Various targets have specialized crypto instructions for elliptic curve cryptography, and polynomial hash functions like CRC and GHASH. For instance, see x86/crypto in the kernel, or see the upcoming RISC-V vector crypto extension. There are innumerable implementations of crypto algorithms in a source language that is not assembly: this is an opportunity for LLVM to recognize these naively-written algorithms, and replace them with a more optimal version. An overwhelming majority of the work to be done to optimize these algorithms is to recognize them in middle-end IR: the transform component is relatively trivial.
To this effect, I propose a new analysis to recognize polynomial hashes. Most of the explanation can be found in a header comment, so I’ll paste it here:
//===----------------------------------------------------------------------===//
//
// The HashRecognize analysis recognizes unoptimized polynomial hash functions
// with operations over a Galois field of characteristic 2, also called binary
// fields, or GF(2^n): this class of hash functions can be optimized using a
// lookup-table-driven implementation, or with target-specific instructions.
// Examples:
//
// 1. Cyclic redundancy check (CRC), which is a polynomial division in GF(2).
// 2. Rabin fingerprint, a component of the Rabin-Karp algorithm, which is a
// rolling hash polynomial division in GF(2).
// 3. Rijndael MixColumns, a step in AES computation, which is a polynomial
// multiplication in GF(2^3).
// 4. GHASH, the authentication mechanism in AES Galois/Counter Mode (GCM),
// which is a polynomial evaluation in GF(2^128).
//
// All of them use an irreducible generating polynomial of degree m,
//
// c_m * x^m + c_(m-1) * x^(m-1) + ... + c_0 * x^0
//
// where each coefficient c is can take values in GF(2^n), where 2^n is termed
// the order of the Galois field. For GF(2), each coefficient can take values
// either 0 or 1, and the polynomial is simply represented by m+1 bits,
// corresponding to the coefficients. The different variants of CRC are named by
// degree of generating polynomial used: so CRC-32 would use a polynomial of
// degree 32.
//
// The reason algorithms on GF(2^n) can be optimized with a lookup-table is the
// following: in such fields, polynomial addition and subtraction are identical
// and equivalent to XOR, polynomial multiplication is an AND, and polynomial
// division is identity: the XOR and AND operations in unoptimized
// implmentations are performed bit-wise, and can be optimized to be performed
// chunk-wise, by interleaving copies of the generating polynomial, and storing
// the pre-computed values in a table.
//
// A generating polynomial of m bits always has the MSB set, so we usually
// omit it. An example of a 16-bit polynomial is the CRC-16-CCITT polynomial:
//
// (x^16) + x^12 + x^5 + 1 = (1) 0001 0000 0010 0001 = 0x1021
//
// Transmissions are either in big-endian or little-endian form, and hash
// algorithms are written according to this. For example, IEEE 802 and RS-232
// specify little-endian transmission.
//
//===----------------------------------------------------------------------===//
Now, cryptographic functions are usually operations in a Galois field of prime characteristic, but we limit ourselves to characteristic 2 for an initial narrowing of the problem space, and because these algorithms can be optimized with a table-lookup in the fallback case.
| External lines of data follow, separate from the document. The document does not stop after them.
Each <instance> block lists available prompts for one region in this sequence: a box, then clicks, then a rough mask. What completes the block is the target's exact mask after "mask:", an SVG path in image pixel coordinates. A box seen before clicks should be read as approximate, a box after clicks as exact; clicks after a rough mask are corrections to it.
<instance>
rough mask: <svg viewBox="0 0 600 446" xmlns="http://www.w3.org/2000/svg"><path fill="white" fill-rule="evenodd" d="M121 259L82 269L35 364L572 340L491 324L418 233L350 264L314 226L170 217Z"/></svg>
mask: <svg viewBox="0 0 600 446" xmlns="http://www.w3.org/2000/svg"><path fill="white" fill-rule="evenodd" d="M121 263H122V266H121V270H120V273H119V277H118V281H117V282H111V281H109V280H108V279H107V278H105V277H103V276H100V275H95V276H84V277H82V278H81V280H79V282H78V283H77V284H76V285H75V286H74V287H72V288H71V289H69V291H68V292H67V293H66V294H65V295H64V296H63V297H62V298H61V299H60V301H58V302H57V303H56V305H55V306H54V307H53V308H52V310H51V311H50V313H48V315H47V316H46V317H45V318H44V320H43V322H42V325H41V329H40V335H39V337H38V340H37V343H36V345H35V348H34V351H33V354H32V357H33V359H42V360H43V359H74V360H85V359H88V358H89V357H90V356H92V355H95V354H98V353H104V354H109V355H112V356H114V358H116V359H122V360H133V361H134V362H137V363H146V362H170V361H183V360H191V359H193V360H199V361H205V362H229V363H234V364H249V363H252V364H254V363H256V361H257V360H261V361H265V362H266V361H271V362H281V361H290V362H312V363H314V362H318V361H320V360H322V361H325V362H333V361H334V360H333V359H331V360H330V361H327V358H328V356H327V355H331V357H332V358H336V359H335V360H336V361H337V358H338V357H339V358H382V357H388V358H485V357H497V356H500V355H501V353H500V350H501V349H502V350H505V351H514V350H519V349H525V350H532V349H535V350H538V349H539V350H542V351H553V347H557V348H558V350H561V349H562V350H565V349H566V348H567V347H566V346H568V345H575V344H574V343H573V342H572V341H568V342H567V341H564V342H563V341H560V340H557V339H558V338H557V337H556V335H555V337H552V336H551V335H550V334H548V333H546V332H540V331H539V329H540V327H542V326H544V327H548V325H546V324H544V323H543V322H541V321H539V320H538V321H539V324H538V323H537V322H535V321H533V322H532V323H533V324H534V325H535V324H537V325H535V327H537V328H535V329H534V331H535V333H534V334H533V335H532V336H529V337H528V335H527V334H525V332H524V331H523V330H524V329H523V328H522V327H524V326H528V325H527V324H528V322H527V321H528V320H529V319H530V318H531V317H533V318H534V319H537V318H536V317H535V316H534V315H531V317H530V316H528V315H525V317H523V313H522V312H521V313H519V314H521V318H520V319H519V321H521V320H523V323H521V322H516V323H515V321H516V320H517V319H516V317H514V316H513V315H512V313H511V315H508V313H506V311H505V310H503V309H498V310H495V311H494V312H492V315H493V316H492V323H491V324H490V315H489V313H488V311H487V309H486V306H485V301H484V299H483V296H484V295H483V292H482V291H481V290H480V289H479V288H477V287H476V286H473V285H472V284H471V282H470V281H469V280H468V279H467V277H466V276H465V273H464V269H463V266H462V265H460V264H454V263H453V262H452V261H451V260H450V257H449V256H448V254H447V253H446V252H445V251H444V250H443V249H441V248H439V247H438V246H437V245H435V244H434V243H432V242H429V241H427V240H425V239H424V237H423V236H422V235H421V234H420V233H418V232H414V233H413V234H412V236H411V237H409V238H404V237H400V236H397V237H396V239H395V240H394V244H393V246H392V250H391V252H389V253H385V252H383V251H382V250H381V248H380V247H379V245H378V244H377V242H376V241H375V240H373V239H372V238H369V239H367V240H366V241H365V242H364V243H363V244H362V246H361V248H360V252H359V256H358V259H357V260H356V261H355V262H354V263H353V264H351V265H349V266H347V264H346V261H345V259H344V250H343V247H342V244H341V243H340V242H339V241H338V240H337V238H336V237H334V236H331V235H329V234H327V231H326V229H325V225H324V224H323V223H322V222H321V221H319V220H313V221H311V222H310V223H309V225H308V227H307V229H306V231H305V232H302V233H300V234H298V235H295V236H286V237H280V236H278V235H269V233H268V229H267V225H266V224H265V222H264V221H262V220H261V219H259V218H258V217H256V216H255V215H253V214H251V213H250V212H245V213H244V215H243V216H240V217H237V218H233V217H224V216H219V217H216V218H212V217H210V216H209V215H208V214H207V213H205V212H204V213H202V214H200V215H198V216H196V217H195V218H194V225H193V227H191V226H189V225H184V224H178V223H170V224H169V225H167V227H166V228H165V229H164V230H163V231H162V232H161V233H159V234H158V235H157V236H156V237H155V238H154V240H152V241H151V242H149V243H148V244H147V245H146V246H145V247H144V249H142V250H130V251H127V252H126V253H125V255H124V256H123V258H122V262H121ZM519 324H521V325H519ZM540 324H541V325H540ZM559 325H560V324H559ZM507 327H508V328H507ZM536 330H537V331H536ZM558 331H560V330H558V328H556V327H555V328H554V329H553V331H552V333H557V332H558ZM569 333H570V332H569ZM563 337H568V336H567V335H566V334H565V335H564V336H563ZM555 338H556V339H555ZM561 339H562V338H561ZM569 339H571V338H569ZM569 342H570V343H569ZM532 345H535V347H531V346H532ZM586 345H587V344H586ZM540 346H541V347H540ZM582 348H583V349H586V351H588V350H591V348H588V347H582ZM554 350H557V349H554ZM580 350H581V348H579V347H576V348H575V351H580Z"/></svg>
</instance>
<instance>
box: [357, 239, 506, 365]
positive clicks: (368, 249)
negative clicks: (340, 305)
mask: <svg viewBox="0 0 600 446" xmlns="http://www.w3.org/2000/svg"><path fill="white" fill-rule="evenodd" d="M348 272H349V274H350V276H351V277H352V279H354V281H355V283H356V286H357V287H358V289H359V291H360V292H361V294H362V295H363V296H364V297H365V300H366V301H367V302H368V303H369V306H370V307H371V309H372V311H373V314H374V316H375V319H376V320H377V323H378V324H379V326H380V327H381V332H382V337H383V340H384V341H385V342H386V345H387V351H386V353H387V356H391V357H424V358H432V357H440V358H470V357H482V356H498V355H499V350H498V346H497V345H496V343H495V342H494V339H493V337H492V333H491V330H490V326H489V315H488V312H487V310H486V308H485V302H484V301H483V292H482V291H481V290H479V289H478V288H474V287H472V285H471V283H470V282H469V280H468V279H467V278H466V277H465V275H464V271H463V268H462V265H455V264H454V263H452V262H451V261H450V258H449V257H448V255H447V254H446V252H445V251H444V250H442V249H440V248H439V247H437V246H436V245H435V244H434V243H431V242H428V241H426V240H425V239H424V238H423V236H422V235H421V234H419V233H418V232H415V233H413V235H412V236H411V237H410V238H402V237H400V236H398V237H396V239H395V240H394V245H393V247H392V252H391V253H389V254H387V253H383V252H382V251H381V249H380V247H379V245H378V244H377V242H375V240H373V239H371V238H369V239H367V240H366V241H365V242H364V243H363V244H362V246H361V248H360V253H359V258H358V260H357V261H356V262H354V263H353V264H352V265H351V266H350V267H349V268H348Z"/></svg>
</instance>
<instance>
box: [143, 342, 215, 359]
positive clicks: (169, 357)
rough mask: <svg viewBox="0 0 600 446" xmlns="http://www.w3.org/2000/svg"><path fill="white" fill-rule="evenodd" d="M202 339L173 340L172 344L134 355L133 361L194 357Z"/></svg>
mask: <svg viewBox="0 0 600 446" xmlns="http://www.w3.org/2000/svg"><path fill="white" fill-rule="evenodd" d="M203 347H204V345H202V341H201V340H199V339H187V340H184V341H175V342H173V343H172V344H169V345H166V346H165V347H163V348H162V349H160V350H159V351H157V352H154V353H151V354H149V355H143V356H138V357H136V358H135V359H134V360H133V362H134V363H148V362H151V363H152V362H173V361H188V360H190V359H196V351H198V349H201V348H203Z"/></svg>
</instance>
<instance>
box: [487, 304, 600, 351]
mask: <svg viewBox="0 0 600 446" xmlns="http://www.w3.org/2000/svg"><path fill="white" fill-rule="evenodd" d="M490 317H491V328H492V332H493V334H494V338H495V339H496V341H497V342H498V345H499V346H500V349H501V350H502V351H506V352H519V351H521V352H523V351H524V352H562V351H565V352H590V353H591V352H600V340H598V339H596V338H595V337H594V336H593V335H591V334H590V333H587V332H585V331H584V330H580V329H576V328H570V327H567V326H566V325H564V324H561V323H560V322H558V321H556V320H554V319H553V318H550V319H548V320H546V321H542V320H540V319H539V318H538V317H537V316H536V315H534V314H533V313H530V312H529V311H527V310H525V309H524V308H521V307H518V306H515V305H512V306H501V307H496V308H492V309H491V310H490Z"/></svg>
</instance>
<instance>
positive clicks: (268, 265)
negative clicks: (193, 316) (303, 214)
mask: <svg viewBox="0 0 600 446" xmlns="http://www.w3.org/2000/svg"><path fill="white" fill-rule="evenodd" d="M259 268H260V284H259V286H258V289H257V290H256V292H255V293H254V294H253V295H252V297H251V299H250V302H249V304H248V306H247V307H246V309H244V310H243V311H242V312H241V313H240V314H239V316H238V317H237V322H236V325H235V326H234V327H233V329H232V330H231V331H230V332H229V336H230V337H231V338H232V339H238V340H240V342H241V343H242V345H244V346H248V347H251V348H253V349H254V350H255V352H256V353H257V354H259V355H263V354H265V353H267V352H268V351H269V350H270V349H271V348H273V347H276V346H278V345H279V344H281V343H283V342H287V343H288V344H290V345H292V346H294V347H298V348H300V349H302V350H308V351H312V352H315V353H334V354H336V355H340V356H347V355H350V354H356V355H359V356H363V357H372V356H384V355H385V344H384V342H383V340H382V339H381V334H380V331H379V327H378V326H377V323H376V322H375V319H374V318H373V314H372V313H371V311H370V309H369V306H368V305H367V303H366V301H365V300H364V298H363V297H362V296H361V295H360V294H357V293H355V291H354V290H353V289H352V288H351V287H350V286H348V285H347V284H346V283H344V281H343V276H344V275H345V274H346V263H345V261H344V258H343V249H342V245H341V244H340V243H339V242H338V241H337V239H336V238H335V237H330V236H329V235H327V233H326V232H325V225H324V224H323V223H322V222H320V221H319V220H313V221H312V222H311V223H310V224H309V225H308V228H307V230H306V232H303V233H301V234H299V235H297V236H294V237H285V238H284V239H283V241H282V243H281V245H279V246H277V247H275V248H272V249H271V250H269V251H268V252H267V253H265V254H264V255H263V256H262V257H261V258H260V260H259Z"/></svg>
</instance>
The analysis I propose currently recognizes the cyclic redundancy check (CRC) algorithm, and can be found at:
The canonical reference for CRC can be found in the kernel.
The implementation rests on a lot of existing infrastructure, including KnownBits, ConstantRange, ValueTracking, and ScalarEvolution, and roughly works by computing KnownBits over the iterations of the loop, and checking that the result is zero.
If the rationale is sound, we can begin reviewing the patch, and land it without any risk, since it is purely an analysis. The next steps would be to thoroughly test the analysis, and add a bit of code in LoopIdiomRecognize to use the results and optimize CRC algorithms so we can check it against llvm-opt-benchmark.
Footnote: GCC got a similar analysis last year, and optimizes CRC as of GCC 15.